Now that we know what’s in all of the components, let’s see if they actually are able to distinguish between glucose levels. To do this I used a manova and and anova. Threshold for acceptance after a Bonferroni correction is p < .0083
pcaOutput2 <- as.data.frame(df_pca$x)
pcaOutput2$groups <- dftest$Glucose.level
dependent.vars <- cbind(pcaOutput2$PC1, pcaOutput2$PC2, pcaOutput2$PC3, pcaOutput2$PC4, pcaOutput2$PC5, pcaOutput2$PC6)
summary(manova(dependent.vars~dftest$Glucose.level))

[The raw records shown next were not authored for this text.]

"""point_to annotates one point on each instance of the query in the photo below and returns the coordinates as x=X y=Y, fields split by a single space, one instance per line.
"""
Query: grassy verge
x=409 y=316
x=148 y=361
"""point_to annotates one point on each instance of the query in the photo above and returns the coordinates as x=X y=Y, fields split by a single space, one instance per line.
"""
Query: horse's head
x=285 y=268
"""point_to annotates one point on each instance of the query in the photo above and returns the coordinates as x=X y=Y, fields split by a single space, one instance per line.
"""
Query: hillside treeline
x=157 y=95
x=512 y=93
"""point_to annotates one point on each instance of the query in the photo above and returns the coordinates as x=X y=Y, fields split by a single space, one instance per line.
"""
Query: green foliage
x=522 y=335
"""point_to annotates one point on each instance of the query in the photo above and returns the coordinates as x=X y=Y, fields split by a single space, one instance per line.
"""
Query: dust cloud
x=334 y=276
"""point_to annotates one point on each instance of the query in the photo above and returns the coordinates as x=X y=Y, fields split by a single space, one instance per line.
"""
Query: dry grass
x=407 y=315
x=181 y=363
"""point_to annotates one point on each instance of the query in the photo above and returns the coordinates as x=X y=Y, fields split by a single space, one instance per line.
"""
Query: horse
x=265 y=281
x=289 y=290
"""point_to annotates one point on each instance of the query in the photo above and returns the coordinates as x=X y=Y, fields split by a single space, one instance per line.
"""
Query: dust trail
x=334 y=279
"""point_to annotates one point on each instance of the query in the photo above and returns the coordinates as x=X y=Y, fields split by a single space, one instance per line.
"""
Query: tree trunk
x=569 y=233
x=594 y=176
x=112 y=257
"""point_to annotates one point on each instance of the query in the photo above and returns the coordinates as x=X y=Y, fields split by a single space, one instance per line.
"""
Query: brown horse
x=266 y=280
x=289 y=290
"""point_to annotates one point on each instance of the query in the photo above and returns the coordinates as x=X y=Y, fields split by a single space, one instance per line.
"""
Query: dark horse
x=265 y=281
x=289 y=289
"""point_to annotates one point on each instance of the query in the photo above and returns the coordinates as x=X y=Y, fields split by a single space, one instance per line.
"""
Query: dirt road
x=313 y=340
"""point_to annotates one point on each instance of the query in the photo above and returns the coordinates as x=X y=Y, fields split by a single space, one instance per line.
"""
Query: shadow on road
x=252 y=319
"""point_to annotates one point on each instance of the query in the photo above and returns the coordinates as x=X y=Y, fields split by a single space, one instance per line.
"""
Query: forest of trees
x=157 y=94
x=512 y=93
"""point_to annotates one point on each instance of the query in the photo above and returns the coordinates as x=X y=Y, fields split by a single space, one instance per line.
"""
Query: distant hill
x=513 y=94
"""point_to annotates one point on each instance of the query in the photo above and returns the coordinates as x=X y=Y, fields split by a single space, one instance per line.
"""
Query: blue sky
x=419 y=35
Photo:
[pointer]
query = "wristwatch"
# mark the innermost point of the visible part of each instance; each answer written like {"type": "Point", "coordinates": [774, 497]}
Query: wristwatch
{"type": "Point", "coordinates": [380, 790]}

## Df Pillai approx F num Df den Df Pr(>F)
## dftest$Glucose.level 1 0.40635 3.9929 6 35 0.003792 **
## Residuals 40
## ---
## Signif. codes: 0 '***' 0.001 '**' 0.01 '*' 0.05 '.' 0.1 ' ' 1
The manova shows that we are able to distinguish between glucose level on the basis of the principal components. Now we use an ANOVA to see which of the components are significant. It would probably be better to use a non-parametric test here, but this is where we are right now…
summary(aov(dependent.vars~dftest$Glucose.level)) #component 3 is the only significant one
## Response 1 :
## Df Sum Sq Mean Sq F value Pr(>F)
## dftest$Glucose.level 1 6.0 5.9983 0.2022 0.6554
## Residuals 40 1186.6 29.6655
##
## Response 2 :
## Df Sum Sq Mean Sq F value Pr(>F)
## dftest$Glucose.level 1 0.0 0.0000 0 0.9975
## Residuals 40 142.2 3.5551
##
## Response 3 :
## Df Sum Sq Mean Sq F value Pr(>F)
## dftest$Glucose.level 1 26.908 26.9077 18.009 0.0001267 ***
## Residuals 40 59.764 1.4941
## ---
## Signif. codes: 0 '***' 0.001 '**' 0.01 '*' 0.05 '.' 0.1 ' ' 1
##
## Response 4 :
## Df Sum Sq Mean Sq F value Pr(>F)
## dftest$Glucose.level 1 4.202 4.2024 3.5647 0.06629 .
## Residuals 40 47.156 1.1789
## ---
## Signif. codes: 0 '***' 0.001 '**' 0.01 '*' 0.05 '.' 0.1 ' ' 1
##
## Response 5 :
## Df Sum Sq Mean Sq F value Pr(>F)
## dftest$Glucose.level 1 0.191 0.19119 0.2046 0.6534
## Residuals 40 37.372 0.93429
##
## Response 6 :
## Df Sum Sq Mean Sq F value Pr(>F)
## dftest$Glucose.level 1 0.136 0.13600 0.1585 0.6926
## Residuals 40 34.312 0.85781
When we perform the same process for Day 2 and diabetics, there’s some stuff that’s kind of interesting to observe.
For the Day 2 participants, the first 5 components take care of 90% of the variance. For them, the change in glucose level is observable for PC4, rather than PC3.
What’s kind of interesting about this is that principal component 3 (the significant one that was largely comprised of the thalamus) looks similar to day 1, but it’s not significant (p = .267). Instead, principal component 4 is significant (p = .0012).
## Warning: Removed 1 rows containing missing values (position_stack).
## Warning: Removed 1 rows containing missing values (position_stack).
The diabetic participants look a lot more like Day 1 than Day 2. It takes 9 components to get to 90% of the variance. Components 2 (p = 0.005) and 5 (p = 0.0005) are significant.
## Warning: Removed 1 rows containing missing values (position_stack).